Business

Bank of England 'should consider fresh cash injection'

Bank of England
Image caption The Bank may need to do more than just keep interest rates low, Mr Posen said

The Bank of England should consider pumping more money into the economy to help the recovery, according to a monetary policy committee (MPC) member.

External member Adam Posen advocated resuming the policy of quantitative easing (QE), under which the Bank has already pumped £200bn into the economy.

But one of his fellow MPC members, Andrew Sentance, has said there is no need for such a monetary boost.

Mr Sentance has called for a rate rise in the past four MPC meetings.

'Self-fulfilling prophecy'

In a speech to the Hull and Humber Chamber of Commerce, Mr Posen said that low interest rates and stimulus measures by the Bank would not secure the recovery on their own, but they did have an important role to play.

"Policymakers face a clear and sustained uphill battle, in which monetary easing has an ongoing role to play," he said.

"The risks that I believe we face now are ones of sustained low growth turning into a self-fulfilling prophecy.

"Inaction by central banks could ratify decisions both by businesses to lastingly shrink the economy's productive capacity, and by investors to avoid risk and prefer cash."

Many economists expect growth to slow in the coming months as a result of government spending cuts. The government will detail its cuts, designed to reduce the budget deficit, next month.

Mr Posen argued that sustained high inflation was not a threat, leaving the way open for further injections of cash into the financial system through QE.

"I believe that if we were to loosen monetary policy further, it must primarily take the form of large scale asset purchases," he said.

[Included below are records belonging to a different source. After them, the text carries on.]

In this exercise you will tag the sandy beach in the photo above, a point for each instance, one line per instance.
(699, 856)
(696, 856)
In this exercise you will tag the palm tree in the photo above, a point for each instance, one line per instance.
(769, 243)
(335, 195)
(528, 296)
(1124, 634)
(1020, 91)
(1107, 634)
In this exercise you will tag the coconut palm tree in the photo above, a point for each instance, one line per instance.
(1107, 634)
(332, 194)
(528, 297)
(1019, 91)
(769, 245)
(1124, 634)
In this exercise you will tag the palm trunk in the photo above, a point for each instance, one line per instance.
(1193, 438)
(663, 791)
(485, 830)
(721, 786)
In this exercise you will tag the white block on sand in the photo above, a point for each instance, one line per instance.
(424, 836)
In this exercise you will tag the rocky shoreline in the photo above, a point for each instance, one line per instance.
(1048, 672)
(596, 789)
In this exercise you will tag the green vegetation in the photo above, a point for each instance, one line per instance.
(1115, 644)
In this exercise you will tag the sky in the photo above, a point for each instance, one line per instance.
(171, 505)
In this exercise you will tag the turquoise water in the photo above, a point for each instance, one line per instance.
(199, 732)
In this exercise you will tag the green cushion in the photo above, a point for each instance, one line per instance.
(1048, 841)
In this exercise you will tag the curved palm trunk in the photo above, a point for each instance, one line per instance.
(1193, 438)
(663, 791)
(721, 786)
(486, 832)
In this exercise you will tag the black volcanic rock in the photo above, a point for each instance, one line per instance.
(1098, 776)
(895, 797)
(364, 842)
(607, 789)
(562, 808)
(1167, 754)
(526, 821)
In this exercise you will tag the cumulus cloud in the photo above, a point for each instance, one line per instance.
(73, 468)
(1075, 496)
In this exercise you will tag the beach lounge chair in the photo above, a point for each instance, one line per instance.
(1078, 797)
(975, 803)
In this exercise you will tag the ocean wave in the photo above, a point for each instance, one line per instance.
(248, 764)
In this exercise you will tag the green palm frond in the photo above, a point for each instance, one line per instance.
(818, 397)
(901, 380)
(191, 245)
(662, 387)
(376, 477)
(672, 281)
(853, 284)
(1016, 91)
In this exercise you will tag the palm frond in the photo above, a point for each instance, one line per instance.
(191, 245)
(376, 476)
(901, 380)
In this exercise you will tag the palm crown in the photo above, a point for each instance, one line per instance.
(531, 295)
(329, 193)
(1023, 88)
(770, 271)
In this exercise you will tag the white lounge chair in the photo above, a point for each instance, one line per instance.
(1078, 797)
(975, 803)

Changing interest rates, or making commitments to keep them low, would only have a marginal impact, he argued.

Mr Posen admitted that his speech, which BBC economics editor Stephanie Flanders described as "unusually forthright", was likely to trigger considerable debate within the MPC, which voted to keep policy unchanged at its most recent meeting.

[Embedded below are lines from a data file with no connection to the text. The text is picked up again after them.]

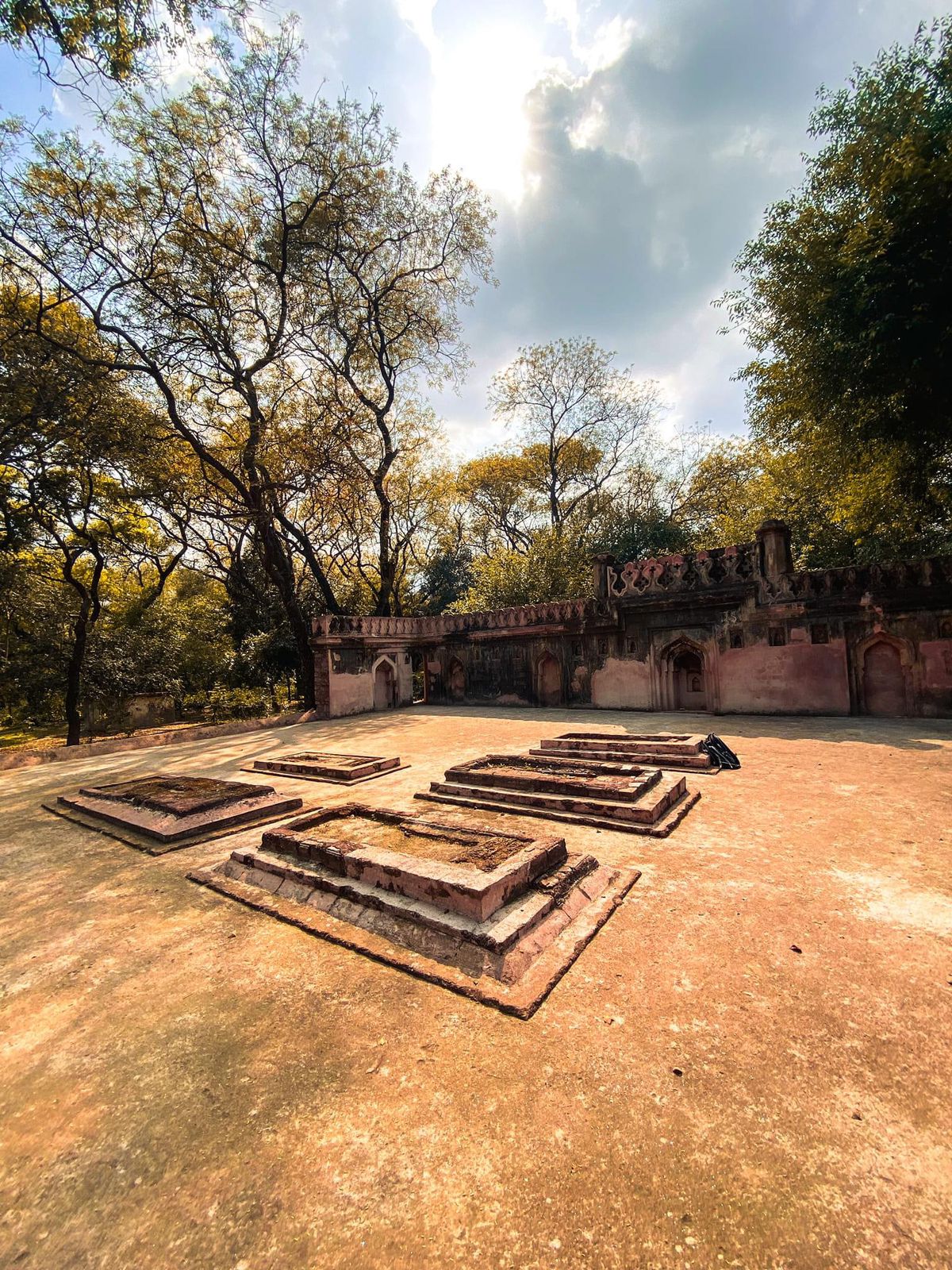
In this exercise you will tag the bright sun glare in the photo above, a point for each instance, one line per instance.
(482, 133)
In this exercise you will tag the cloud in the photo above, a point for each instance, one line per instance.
(645, 175)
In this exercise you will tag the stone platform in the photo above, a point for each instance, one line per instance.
(165, 813)
(606, 795)
(654, 749)
(497, 918)
(336, 768)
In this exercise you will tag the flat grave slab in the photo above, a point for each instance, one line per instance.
(498, 918)
(167, 813)
(655, 749)
(578, 791)
(317, 766)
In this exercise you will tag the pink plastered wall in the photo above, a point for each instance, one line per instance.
(937, 675)
(622, 685)
(795, 679)
(351, 694)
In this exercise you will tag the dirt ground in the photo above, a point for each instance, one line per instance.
(749, 1066)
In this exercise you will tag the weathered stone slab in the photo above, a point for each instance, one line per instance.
(467, 870)
(660, 749)
(336, 768)
(163, 813)
(509, 959)
(615, 795)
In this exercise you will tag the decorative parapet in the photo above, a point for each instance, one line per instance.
(518, 618)
(721, 567)
(858, 579)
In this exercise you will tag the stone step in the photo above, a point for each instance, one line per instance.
(517, 772)
(308, 883)
(660, 795)
(630, 752)
(662, 742)
(484, 800)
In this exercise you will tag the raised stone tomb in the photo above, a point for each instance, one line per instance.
(162, 813)
(498, 918)
(659, 749)
(579, 791)
(338, 768)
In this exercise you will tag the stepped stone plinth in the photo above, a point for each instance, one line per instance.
(498, 918)
(336, 768)
(164, 813)
(654, 749)
(607, 795)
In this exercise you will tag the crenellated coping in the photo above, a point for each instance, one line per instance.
(860, 579)
(719, 567)
(522, 616)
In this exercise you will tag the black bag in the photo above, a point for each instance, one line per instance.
(720, 753)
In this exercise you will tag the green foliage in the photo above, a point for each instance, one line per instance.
(224, 702)
(846, 296)
(109, 37)
(554, 568)
(636, 537)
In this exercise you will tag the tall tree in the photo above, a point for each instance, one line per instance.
(245, 252)
(846, 287)
(74, 448)
(579, 421)
(113, 38)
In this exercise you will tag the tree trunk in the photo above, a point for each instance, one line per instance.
(74, 673)
(278, 569)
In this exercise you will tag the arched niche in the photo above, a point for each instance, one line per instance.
(683, 673)
(385, 683)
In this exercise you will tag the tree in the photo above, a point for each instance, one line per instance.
(551, 569)
(846, 287)
(262, 267)
(579, 422)
(74, 448)
(106, 37)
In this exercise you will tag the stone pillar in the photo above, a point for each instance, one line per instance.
(600, 575)
(774, 550)
(321, 681)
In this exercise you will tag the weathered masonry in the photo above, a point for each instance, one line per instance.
(729, 630)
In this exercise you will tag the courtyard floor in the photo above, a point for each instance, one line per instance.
(749, 1066)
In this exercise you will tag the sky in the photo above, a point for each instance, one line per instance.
(630, 152)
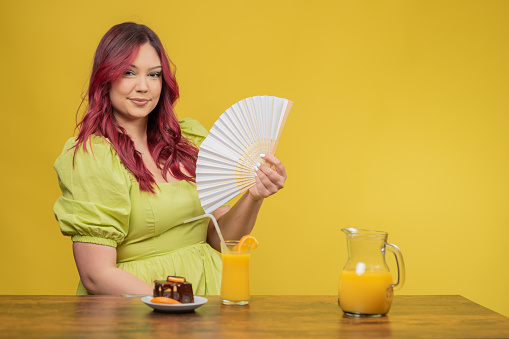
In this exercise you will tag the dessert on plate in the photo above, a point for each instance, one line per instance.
(176, 288)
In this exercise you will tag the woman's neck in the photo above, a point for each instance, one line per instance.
(137, 131)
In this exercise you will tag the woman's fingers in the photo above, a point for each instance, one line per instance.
(278, 165)
(269, 180)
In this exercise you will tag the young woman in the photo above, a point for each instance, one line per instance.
(128, 178)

Mr Posen's speech comes after the US Federal Reserve indicated in its most recent statement that it was open to the possibility of further stimulus measures for the US economy.

Rate debate

Fellow MPC member Andrew Sentence has consistently highlighted the risk of inflation, and has voted to raise interest rates in the past four MPC meetings.

And in an interview with the Nottingham Post newspaper, Mr Sentance said there was "no need" to restart QE.

"I actually think we should be preparing the ground for gradually increasing interest rates in a measured way to reflect the fact that the economy has improved and the inflation situation is not where we would like it to be," he said.

The latest inflation figures showed the Consumer Prices Index inflation at 3.1% in August, above the government target of 2%.

"Doing more QE would give the wrong impression on the state of the economy. We need to create a perspective of getting back to normality," Mr Sentance said.